„Ojciec Mateusz” Mocne zakończenie sezonu
Mateusz szykuje się na przyjęcie urodzinowe doktora Aleksandra Korzeckiego (Marek Lewandowski). Natalia uszczypliwie zagaduje księdza, że po tylu latach służby Bogu powinien już być biskupem, a wciąż jest proboszczem.

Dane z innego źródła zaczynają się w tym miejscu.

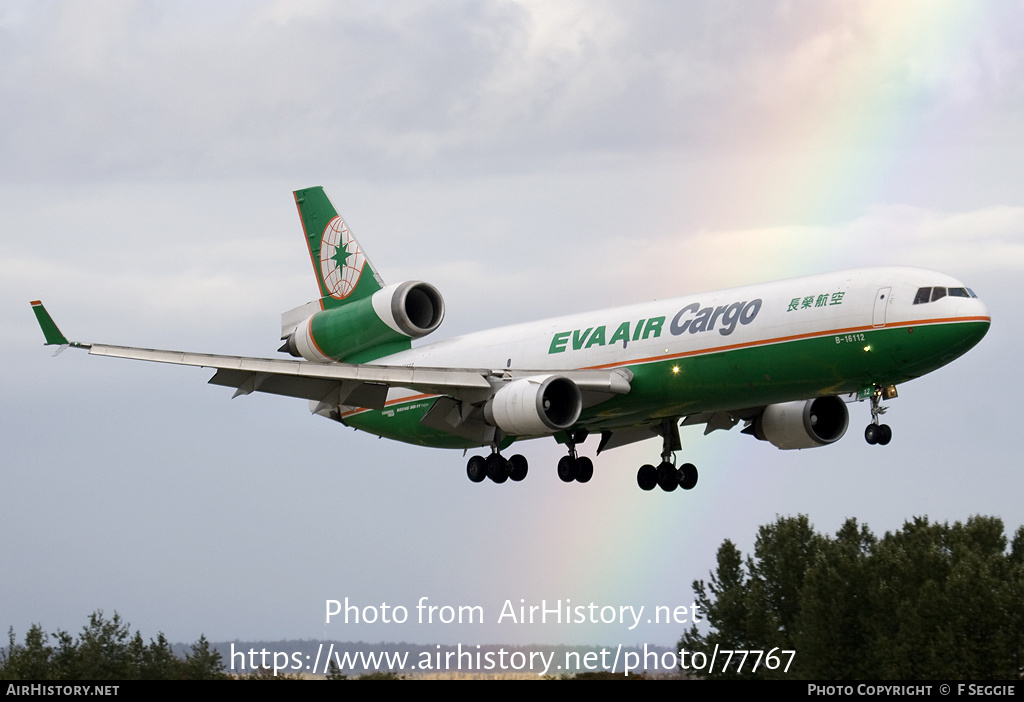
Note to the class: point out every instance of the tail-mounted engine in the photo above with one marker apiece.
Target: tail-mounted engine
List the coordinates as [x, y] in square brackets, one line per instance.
[367, 328]
[535, 405]
[804, 424]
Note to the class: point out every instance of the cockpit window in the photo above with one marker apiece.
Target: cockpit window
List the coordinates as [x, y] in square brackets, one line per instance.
[933, 294]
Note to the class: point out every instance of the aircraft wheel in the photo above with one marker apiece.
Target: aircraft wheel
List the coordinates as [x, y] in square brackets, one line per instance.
[476, 469]
[688, 476]
[885, 434]
[518, 468]
[585, 470]
[871, 434]
[566, 469]
[668, 477]
[647, 477]
[498, 468]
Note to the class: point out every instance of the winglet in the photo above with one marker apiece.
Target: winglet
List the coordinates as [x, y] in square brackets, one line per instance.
[50, 331]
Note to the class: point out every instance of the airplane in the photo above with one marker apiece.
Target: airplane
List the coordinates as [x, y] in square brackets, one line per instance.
[784, 358]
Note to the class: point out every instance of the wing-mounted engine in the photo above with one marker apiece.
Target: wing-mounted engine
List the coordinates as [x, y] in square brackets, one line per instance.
[804, 424]
[535, 405]
[382, 323]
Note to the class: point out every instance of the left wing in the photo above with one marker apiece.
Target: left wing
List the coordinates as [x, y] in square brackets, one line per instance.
[332, 384]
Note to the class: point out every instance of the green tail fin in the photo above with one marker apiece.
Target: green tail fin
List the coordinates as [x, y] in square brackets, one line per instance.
[343, 271]
[50, 331]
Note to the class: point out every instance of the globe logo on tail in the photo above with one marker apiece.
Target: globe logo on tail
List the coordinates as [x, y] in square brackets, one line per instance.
[341, 259]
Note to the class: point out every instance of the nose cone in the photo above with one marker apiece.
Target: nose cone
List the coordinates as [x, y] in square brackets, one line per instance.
[975, 320]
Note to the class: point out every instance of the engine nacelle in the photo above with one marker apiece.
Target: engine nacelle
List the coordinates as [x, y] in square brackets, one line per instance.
[804, 424]
[371, 327]
[536, 405]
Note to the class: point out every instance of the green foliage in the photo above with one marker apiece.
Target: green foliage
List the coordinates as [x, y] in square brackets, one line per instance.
[334, 672]
[104, 650]
[929, 602]
[381, 675]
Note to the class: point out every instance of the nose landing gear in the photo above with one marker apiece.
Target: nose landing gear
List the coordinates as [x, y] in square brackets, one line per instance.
[877, 433]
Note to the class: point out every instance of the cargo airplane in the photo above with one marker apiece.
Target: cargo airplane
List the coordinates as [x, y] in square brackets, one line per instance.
[783, 358]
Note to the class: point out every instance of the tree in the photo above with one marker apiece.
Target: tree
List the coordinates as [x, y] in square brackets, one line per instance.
[931, 601]
[104, 650]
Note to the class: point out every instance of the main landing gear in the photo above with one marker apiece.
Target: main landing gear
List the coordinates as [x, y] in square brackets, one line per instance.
[877, 433]
[572, 467]
[667, 476]
[498, 468]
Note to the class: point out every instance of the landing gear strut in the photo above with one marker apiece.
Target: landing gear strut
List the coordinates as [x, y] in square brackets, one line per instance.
[877, 433]
[573, 467]
[667, 476]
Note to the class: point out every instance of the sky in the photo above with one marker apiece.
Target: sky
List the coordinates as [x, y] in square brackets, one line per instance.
[528, 159]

Na urodzinowy przyjęciu w willi doktora Mateusz oraz Możejko są świadkami awantury między synem jubilata a 36-letnią kobietą. Robert Korzecki (Marek Kaliszuk) był licealną miłością Uli Pietrzyk (Edyta Herbuś), a dziś jest sławnym rockmenem. Zdenerwowaną i pijaną Pietrzyk Możejko odwozi do domu. W trakcie zdmuchiwania świeczek z urodzinowego tortu doktor Korzecki nagle dostaje zawału. Natychmiast trafia do szpitala, ale mimo przeprowadzonej operacji umiera kilka godzin po zabiegu. Nazajutrz policja dostaje zgłoszenie, że w willi, w której odbywała się impreza, znaleziono ciało jego syna. Muzykowi zadano aż dwadzieścia ran kłutych kuchennym nożem. Po narzędziu zbrodni nie ma jednak śladu. Drugi z synów doktora, kustosz miejscowego muzeum Piotr Korzecki (Sławomir Grzymkowski) jest kompletnie załamany – w ciągu jednej nocy stracił brata i ojca.
Barmani obsługujący przyjęcie zeznają, że po zakończeniu imprezy Roberta odwiedziła jakaś kobieta. Policjanci ustalają, że była nią Ula Pietrzyk. Na miejscu zbrodni znaleziono również jej telefon, a w sypialni jej włos. Kobieta przyznaje, że spędziła z Robertem noc i prosi, by nie mówić o tym jej mężowi. Leszek Pietrzyk (Wojciech Brzeziński), który jest weterynarzem, był w tym czasie w jednym z gospodarstw rolnych gdzie przyjmował poród cielaka.
Okazuje się, że Ula Pietrzyk jako szesnastolatka zaszła w ciążę z ofiarą i na jego żądanie poddała się aborcji. Kobieta zostaje tymczasowo zatrzymana. Sprawy przybierają jednahttp://wwww.discoveryaktualnosci.pl/k nieoczekiwany obrót – w kontenerze przy lecznicy weterynaryjnej Nocul z Dziubakiem znajdują narzędzie zbrodni. Aresztują Leszka Pietrzyka. Weterynarz natychmiast przyznaje się do zbrodni – motywem miałaby być zazdrość oraz zemsta za krzywdę, jaką rockmen wyrządził kiedyś Uli. Wypuszczona z aresztu żona prosi Mateusza, aby namówił męża do odwołania obciążających go zeznań. Przekonuje proboszcza, że Pietrzyk przyznał się do winy, by ją chronić. Mateusz podejmuje wyzwanie i wkrótce odkrywa przerażającą prawdę…
Babcia Lucyna przegląda w gazecie ogłoszenia o pracę. Natalia i Mateusz są poruszeni tym, że babcia chce dorabiać do emerytury, oferują pomoc. Mateusz jedzie przez miasto i widzi babcię wyprowadzającą z pięć psów. Plączą się jej smycze, ale dzielnie spaceruje. Mateusz do niej podjeżdża. Babcia na jego widok się rozpromienia i próbuje machać, ale w obu dłoniach trzyma smycze. Jest zachwycona wynagrodzeniem, jakie otrzymuje za usługę!